I'm not sure what more you want the teacher to do and this stage. They have spoken to the child in question and reminded your child how to stand up for himself. You are really not helping him stating in front of him that's he's too young to tell someone to stop doing something he doesn't like and report it to a grown up. He absolutely isn't and, going forward, he needs to learn to do this to gain independence and have a chance of issues being resolved in the moment. It's no good constantly coming out and reporting things to you if he hasn't told a grown up in school. By then, all they can do is deal with it tomorrow. The moment has gone and, often, 4 year olds have little memory of exactly what was said or done the day before. It is a perfectly reasonable response the teacher to tell your son to tell her to stop and report it to a grown up.

I hope these incidents are nipped in the bud soon. When this girl realises he will tell a grown up, she's less likely to do it anyway. Four year olds absolutely are old enough to learn to stand up for themselves.

SirChenjins · 26/11/2024 13:37

I wouldn't keep him off, but would certainly be back onto the school to establish how they plan to deal with this going forward. Teaching children to say 'stop' and tell the teacher is great, but ultimately the responsibility for dealing with this girl's behaviour lies with them (and her parents), not your 4 year old son. Some children (and it sounds as if she's one such child) need a lot more input re their behaviour than others, and it sounds like the school needs to do a bit more work with her than they're doing already, given that the behaviour is continuing.

ByHardyRubyEagle · 26/11/2024 14:01

At 4 / 5 yes they are learning social interactions but I don’t think in this case it can be interpreted as trying to be social and it going wrong, it’s along the lines of early bullying behaviour IMO and needs to be dealt with as such and the girl needs to be monitored in case she is targeting other children or continuing to target OP’s child.
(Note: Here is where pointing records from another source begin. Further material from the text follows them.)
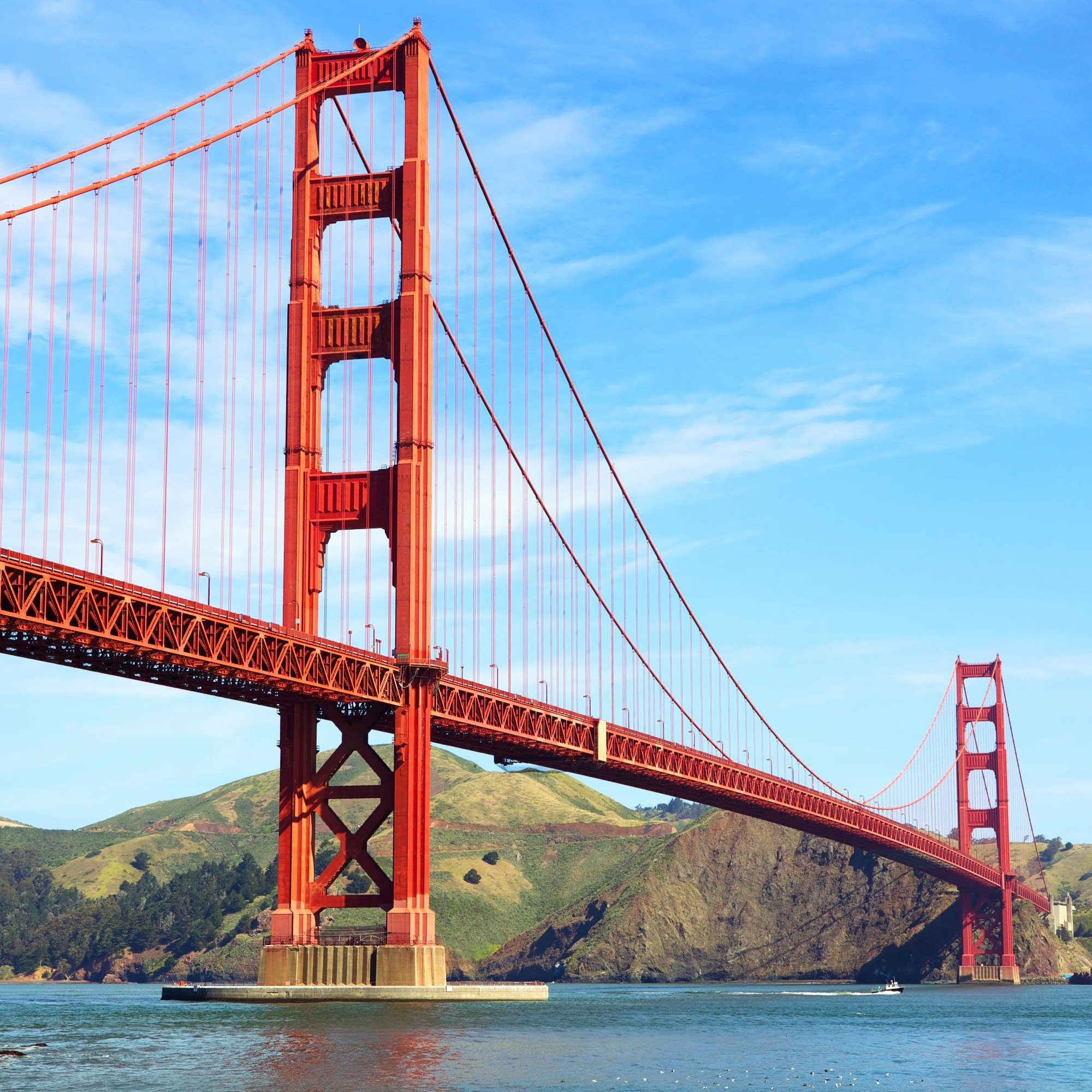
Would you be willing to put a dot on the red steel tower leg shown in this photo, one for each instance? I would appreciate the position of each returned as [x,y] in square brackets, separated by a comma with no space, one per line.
[987,917]
[294,921]
[398,502]
[411,921]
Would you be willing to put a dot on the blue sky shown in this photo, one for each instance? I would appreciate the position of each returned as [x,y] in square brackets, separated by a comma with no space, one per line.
[825,277]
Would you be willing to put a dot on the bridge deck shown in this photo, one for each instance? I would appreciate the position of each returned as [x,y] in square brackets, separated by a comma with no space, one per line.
[65,615]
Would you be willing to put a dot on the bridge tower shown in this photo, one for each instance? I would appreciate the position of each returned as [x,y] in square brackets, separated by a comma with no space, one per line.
[987,916]
[397,501]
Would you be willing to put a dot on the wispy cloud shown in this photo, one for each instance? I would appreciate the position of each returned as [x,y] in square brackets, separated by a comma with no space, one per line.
[689,442]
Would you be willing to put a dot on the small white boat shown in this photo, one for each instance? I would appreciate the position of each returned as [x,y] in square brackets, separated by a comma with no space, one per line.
[891,988]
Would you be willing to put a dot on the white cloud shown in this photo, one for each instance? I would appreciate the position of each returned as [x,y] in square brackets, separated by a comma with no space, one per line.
[690,442]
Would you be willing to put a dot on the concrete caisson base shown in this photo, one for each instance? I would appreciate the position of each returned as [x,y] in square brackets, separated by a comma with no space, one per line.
[411,966]
[990,976]
[282,995]
[352,966]
[317,966]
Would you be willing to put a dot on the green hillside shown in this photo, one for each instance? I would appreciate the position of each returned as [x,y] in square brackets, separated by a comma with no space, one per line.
[580,883]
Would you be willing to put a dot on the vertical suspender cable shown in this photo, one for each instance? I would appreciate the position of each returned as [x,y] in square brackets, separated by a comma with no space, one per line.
[30,348]
[167,370]
[68,348]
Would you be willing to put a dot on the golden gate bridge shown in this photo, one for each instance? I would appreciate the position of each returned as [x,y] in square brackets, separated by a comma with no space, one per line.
[289,429]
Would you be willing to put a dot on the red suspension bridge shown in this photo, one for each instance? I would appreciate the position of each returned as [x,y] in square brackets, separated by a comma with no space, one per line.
[220,316]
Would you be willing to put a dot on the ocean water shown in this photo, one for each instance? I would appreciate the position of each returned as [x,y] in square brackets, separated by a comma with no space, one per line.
[664,1038]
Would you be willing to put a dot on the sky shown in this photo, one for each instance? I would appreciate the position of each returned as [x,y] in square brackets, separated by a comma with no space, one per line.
[824,275]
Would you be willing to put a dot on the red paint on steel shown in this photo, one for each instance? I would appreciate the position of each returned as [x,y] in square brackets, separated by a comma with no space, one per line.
[398,501]
[66,615]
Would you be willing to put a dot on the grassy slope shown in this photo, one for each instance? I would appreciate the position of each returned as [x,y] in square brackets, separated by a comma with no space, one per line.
[562,846]
[557,839]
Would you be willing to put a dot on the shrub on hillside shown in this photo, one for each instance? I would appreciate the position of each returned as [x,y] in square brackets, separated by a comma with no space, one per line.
[1052,850]
[43,924]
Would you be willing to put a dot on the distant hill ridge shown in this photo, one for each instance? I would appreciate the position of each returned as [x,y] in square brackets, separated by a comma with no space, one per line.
[577,885]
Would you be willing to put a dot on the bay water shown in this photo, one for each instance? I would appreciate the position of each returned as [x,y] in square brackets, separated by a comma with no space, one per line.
[123,1038]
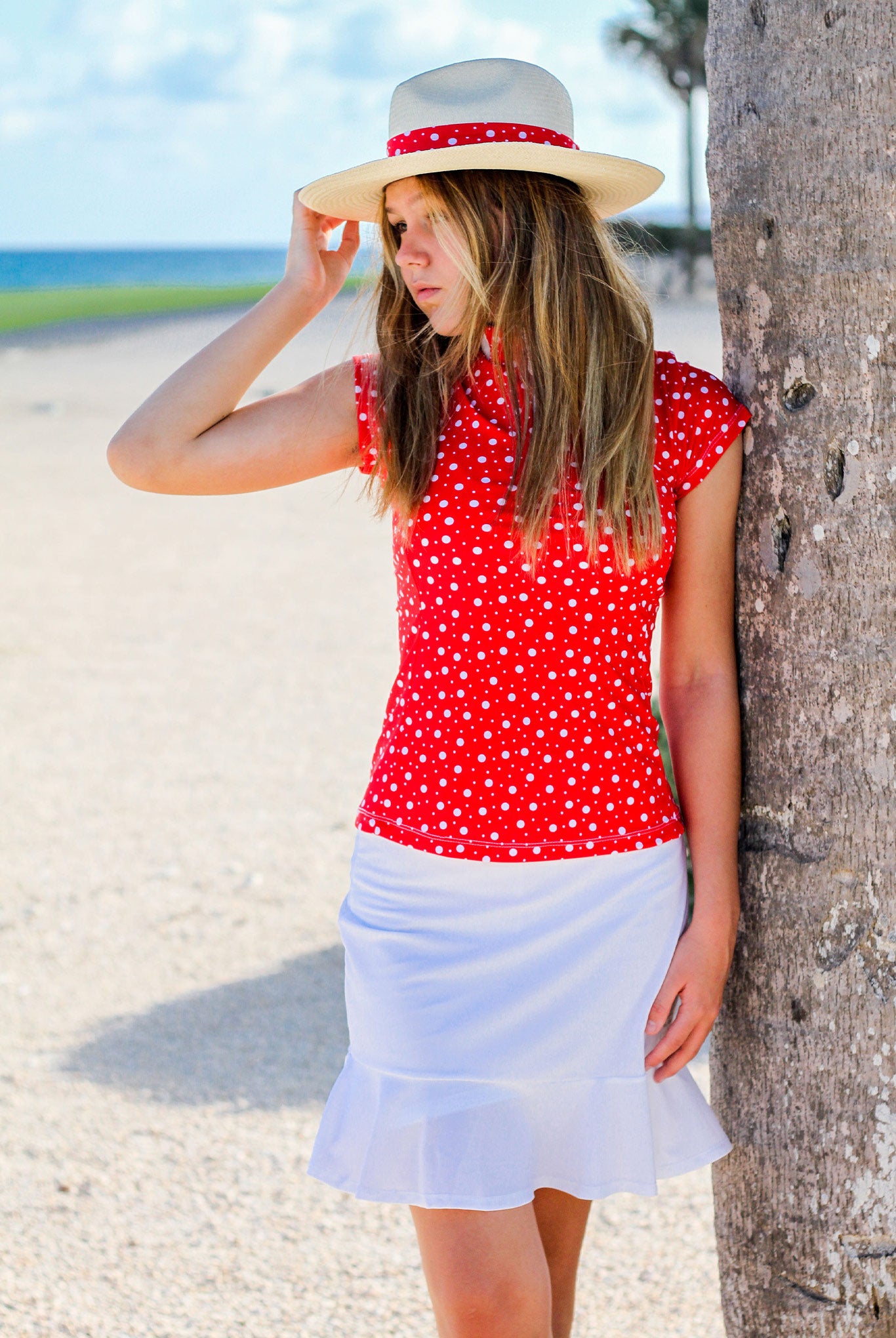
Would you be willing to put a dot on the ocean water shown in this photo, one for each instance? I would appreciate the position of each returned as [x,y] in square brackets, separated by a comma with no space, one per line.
[205,266]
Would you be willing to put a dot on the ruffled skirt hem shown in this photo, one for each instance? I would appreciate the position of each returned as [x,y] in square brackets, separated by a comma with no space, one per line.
[466,1143]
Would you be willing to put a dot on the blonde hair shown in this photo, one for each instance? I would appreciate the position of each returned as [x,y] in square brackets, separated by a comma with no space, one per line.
[554,283]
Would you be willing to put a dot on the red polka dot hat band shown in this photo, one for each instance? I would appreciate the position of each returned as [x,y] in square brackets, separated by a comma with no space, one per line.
[475,132]
[494,115]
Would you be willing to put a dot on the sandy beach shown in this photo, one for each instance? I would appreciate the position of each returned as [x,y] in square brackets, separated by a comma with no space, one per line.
[192,689]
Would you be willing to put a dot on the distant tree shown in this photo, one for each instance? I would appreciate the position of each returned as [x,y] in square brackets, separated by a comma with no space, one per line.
[670,39]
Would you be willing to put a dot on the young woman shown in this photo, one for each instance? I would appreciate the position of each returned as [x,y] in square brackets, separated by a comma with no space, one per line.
[515,925]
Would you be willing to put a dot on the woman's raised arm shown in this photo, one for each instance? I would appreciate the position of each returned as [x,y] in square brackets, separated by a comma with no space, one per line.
[189,437]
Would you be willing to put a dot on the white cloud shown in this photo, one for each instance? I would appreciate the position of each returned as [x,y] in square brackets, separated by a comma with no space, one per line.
[169,110]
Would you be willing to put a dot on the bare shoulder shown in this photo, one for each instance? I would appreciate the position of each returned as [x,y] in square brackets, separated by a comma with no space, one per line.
[708,514]
[699,598]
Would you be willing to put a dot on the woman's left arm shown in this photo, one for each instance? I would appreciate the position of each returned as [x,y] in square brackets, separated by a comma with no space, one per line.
[699,701]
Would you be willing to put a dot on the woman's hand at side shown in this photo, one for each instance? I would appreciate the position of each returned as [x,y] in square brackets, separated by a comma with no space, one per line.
[696,976]
[189,437]
[701,712]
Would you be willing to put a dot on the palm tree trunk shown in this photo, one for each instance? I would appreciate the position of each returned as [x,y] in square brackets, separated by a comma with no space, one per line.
[692,208]
[802,159]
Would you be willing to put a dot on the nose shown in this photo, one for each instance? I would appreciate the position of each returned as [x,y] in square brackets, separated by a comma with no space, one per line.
[411,251]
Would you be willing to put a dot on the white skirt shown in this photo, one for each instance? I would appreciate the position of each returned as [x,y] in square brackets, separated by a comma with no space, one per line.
[497,1025]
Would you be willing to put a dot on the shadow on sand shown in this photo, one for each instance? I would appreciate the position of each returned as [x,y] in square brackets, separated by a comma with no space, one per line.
[272,1042]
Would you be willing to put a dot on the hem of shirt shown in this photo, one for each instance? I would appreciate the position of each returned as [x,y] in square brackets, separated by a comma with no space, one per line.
[467,847]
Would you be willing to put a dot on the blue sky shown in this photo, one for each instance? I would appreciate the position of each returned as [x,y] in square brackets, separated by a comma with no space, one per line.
[193,121]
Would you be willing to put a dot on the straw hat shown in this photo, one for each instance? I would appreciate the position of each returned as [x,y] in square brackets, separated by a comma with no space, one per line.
[499,114]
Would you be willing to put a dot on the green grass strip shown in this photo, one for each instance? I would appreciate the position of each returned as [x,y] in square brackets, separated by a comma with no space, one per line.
[26,308]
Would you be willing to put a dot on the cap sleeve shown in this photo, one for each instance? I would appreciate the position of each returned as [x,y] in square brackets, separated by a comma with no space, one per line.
[365,369]
[700,418]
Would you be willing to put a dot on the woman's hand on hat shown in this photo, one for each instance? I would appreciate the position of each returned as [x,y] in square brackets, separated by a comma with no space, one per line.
[317,272]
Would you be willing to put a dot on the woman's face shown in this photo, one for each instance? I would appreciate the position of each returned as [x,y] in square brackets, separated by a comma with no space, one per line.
[432,277]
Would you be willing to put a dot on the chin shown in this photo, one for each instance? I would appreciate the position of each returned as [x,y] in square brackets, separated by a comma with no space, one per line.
[444,325]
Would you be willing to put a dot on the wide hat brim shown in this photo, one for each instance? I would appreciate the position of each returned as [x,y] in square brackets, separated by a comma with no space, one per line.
[610,184]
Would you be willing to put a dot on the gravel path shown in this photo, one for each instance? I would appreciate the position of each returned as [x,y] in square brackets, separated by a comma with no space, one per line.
[190,695]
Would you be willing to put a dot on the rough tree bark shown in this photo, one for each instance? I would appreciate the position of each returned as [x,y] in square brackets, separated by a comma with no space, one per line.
[803,184]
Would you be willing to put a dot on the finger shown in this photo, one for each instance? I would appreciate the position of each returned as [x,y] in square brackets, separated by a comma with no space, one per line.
[685,1023]
[662,1005]
[351,240]
[682,1056]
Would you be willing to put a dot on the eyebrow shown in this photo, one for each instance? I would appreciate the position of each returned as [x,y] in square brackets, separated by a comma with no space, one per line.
[394,209]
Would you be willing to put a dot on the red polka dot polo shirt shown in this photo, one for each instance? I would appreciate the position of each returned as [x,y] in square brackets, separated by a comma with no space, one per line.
[519,723]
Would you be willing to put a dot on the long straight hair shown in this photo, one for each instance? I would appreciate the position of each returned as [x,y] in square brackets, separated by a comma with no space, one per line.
[570,316]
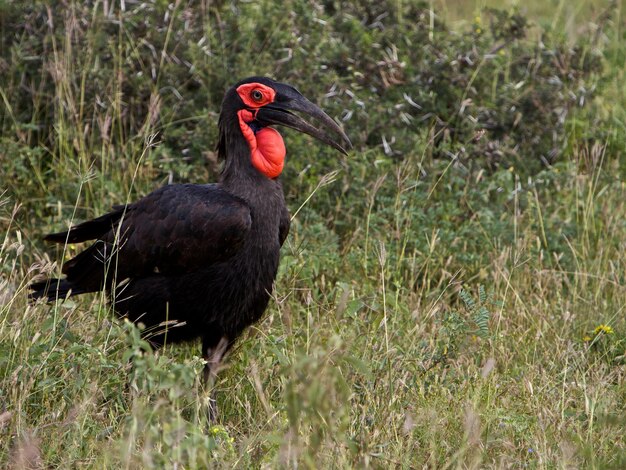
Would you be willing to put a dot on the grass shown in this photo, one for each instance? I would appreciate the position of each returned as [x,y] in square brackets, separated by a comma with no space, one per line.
[437,308]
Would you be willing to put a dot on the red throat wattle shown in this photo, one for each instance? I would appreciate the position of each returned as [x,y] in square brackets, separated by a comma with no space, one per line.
[267,148]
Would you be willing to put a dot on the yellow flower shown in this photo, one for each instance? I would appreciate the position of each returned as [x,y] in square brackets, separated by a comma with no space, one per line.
[603,329]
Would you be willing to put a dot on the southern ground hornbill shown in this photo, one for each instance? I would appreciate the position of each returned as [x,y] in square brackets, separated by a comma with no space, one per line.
[198,261]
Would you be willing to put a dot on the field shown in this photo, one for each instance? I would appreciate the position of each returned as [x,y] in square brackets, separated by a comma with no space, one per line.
[452,294]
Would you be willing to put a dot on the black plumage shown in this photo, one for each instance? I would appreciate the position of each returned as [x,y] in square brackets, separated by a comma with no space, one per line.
[201,257]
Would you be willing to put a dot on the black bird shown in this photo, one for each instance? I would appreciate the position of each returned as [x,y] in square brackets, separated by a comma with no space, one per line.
[200,258]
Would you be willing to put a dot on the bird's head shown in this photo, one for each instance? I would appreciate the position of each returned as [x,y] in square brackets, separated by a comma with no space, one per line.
[254,104]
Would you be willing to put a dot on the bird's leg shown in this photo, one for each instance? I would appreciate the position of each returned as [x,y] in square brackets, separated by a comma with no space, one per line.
[213,355]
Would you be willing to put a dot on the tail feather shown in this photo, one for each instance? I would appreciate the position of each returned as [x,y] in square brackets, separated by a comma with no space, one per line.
[52,289]
[89,230]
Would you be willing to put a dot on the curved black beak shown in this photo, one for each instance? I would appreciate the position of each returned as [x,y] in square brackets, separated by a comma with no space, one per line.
[279,112]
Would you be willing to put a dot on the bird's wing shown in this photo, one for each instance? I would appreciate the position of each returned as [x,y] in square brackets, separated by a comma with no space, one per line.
[175,229]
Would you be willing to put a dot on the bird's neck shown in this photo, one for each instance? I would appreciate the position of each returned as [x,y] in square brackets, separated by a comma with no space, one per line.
[239,176]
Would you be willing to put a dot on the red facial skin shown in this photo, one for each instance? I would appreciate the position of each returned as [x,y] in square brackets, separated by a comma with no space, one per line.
[267,149]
I don’t know what to suggest other than to see if anything else happens with this particular girl and see if the targeted behaviour continues, if it does maybe go above the teacher to report it.

theholidaymum · 26/11/2024 19:18

I have a 4 years old DS just started reception as well. The behaviour of the said girl isn’t acceptable and should be dealt with. I would escalate if it’s my son being hit twice by the same kid. And yes if it’s not deal with and happening again, I would talk to headteacher or write to them.
I wouldn’t keep my son at home, but definitely check on him and tell him did a good job on telling you how he felt. And make sure to let him know to tell the adult straight away.
what I usually tell my son is tell the other child “No, stop that isn’t a nice thing to do. Then tell the adult” and stay away from that said child. Just simple thing if they are not nice kid, don’t play with them. (My son is very loud though usually).

Pipersouth · 26/11/2024 19:25

Practice getting him to say loudly stop I dont like it! - it highlights to the child/class and gets the teachers attention. We did it trying to sound like a super hero to encourage DS to stand up for himself as the teachers are very busy trying to organise lots of things and won’t be able to monitor everyone all the time. The other kid did get the message for us- but it is so hard to get them to stand up but still stay kind.